Cuando el Ejecutivo de Mariano Rajoy apruebe la Ley de Transparencia y Buen Gobierno que se presentará hoy, España dejará de ser el único país de Europa con más de un millón de habitantes que carece de una ley de acceso a la información –sólo Luxemburgo, Chipre y Malta carecen de una normativa de este tipo. En España ha dominado una cultura política de la opacidad; la ley de acceso a la información, eso que en los países anglosajones llaman Freedom Information Act, es una antigua demanda de los periodistas y la sociedad civil. La Coalición Pro Acceso, formada por 54 ONG, lleva años luchando por esta norma, que sucesivamente los gobiernos de uno y otro color han ignorado, aunque la llevasen en su programa, como en el caso de Zapatero.
Parece que, por fin, esta es la buena. Rajoy se comprometió a aprobar la ley dentro de los primeros cien días de gobierno, y además quiere presentarla en el foro internacional que se celebrará en Brasilia el próximo 17 de abril. La pregunta ahora es si la norma satisface los criterios que la harán verdaderamente útil. Como señala la veterana periodista Soledad Gallego-Díaz, que hace años batalla por esta causa, es vital que la ley “alcance a todas las administraciones y a todo tipo de organizaciones financiadas con dinero público”. Es de esperar, además, que la información proporcionada a particulares y periodistas sea de calidad y se tramite con prontitud.
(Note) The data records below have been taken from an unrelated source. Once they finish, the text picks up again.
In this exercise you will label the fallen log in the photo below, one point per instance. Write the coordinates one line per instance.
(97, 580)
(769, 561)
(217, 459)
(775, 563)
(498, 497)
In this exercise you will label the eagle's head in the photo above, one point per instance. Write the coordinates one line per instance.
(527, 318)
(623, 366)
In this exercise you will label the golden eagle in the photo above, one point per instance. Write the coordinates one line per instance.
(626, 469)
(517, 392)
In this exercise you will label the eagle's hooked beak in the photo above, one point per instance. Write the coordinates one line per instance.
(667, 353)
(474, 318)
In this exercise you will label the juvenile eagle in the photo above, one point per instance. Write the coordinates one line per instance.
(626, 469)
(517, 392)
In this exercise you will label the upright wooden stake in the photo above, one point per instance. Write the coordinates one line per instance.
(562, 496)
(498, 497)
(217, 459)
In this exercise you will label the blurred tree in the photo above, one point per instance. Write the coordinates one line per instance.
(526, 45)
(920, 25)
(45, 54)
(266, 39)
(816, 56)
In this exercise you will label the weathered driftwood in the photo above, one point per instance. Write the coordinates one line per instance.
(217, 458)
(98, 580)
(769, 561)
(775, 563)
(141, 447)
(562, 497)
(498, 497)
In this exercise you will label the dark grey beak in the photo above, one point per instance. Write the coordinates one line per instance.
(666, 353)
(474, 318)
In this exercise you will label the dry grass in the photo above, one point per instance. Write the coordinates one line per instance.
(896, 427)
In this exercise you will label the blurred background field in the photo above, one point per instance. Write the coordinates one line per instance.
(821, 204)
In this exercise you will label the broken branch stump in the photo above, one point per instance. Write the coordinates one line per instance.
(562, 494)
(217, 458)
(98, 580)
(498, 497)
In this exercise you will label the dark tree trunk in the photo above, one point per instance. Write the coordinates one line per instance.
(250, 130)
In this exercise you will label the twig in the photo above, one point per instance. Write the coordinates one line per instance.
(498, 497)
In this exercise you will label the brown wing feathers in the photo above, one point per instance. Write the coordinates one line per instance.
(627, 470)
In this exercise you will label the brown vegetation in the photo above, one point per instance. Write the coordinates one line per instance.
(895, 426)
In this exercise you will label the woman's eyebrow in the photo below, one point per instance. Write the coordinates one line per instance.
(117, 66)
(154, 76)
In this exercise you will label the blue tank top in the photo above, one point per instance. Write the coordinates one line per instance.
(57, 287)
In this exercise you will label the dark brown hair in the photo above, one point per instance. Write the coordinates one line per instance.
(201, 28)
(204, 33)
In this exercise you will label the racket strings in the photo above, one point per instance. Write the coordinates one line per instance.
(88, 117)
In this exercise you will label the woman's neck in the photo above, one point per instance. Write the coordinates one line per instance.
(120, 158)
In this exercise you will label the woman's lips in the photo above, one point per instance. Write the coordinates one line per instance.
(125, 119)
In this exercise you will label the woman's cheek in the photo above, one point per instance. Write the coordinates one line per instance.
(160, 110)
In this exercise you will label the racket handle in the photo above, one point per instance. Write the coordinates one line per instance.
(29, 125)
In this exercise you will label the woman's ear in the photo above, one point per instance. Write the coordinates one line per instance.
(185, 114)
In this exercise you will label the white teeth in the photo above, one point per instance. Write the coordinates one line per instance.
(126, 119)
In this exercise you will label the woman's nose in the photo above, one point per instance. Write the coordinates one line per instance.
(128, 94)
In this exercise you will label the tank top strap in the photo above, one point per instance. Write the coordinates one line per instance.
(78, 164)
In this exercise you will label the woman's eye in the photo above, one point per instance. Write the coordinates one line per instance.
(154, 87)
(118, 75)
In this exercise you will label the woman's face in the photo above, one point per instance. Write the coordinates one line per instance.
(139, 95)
Sin transparencia no hay democracia. Es imprescindible que los ciudadanos, con los periodistas como intermediarios, puedan pedir cuentas a sus gobernantes de en qué se gastan el dinero público. Como afirma Gallego-Díaz, difícilmente se habrían producido casos tan estruendosos como los excesos de Valencia y Mallorca, o el de los ERE, si esos mismos políticos y funcionarios hubiesen tenido que desglosar cada euro del gasto público y dejar esa información a la vista de todos los ciudadanos, como sucede en Estados Unidos y como sucederá en Reino Unido a partir de 2014. En España, la opacidad es total, y no sólo en torno al gasto, sino a casi cualquier dato que se pida a las administraciones, desde el número de muertos en la guerra de Afganistán hasta las listas de espera de un hospital madrileño. En mis años de reportera para La Clave tuve oportunidad de comprobar cómo los ministerios me negaban con su silencio prácticamente todas las informaciones que les solicitaba. Convengamos que, en un sistema político que seguimos llamando democracia, esa situación una anomalía inexplicable e intolerable. Se trata, ni más ni menos, de recordar por fin que funcionarios y políticos trabajan para nosotros, que somos los ciudadanos los que les pagamos y en nosotros reside la soberanía, y, por tanto, la transparencia no es una concesión, sino una obligación de las administraciones públicas.
En Brasil, donde el pasado año se vivió una sucesión de ministros decapitados por los casos de corrupción, entendí que la solución a la corrupción no debe buscarse en la ética –el poder corrompe-, sino en las instituciones. La opacidad facilita la corrupción, y la sensación de impunidad la perpetúa. “No es casualidad que en los países en los que la ley obliga a las administraciones a trabajar con mayores niveles de transparencia sean precisamente los países con menores índices de corrupción y con mayor satisfacción ciudadana”, recuerda Gallego-Díaz. Y oportunamente añade que, en estos tiempos de tijera y austeridad en que se nos piden tantos sacrificios, es más necesario que nunca que nos expliquen, con luz y taquígrafos, por qué se recorta aquí y no allá y en qué exactamente se está gastando el dinero de todos.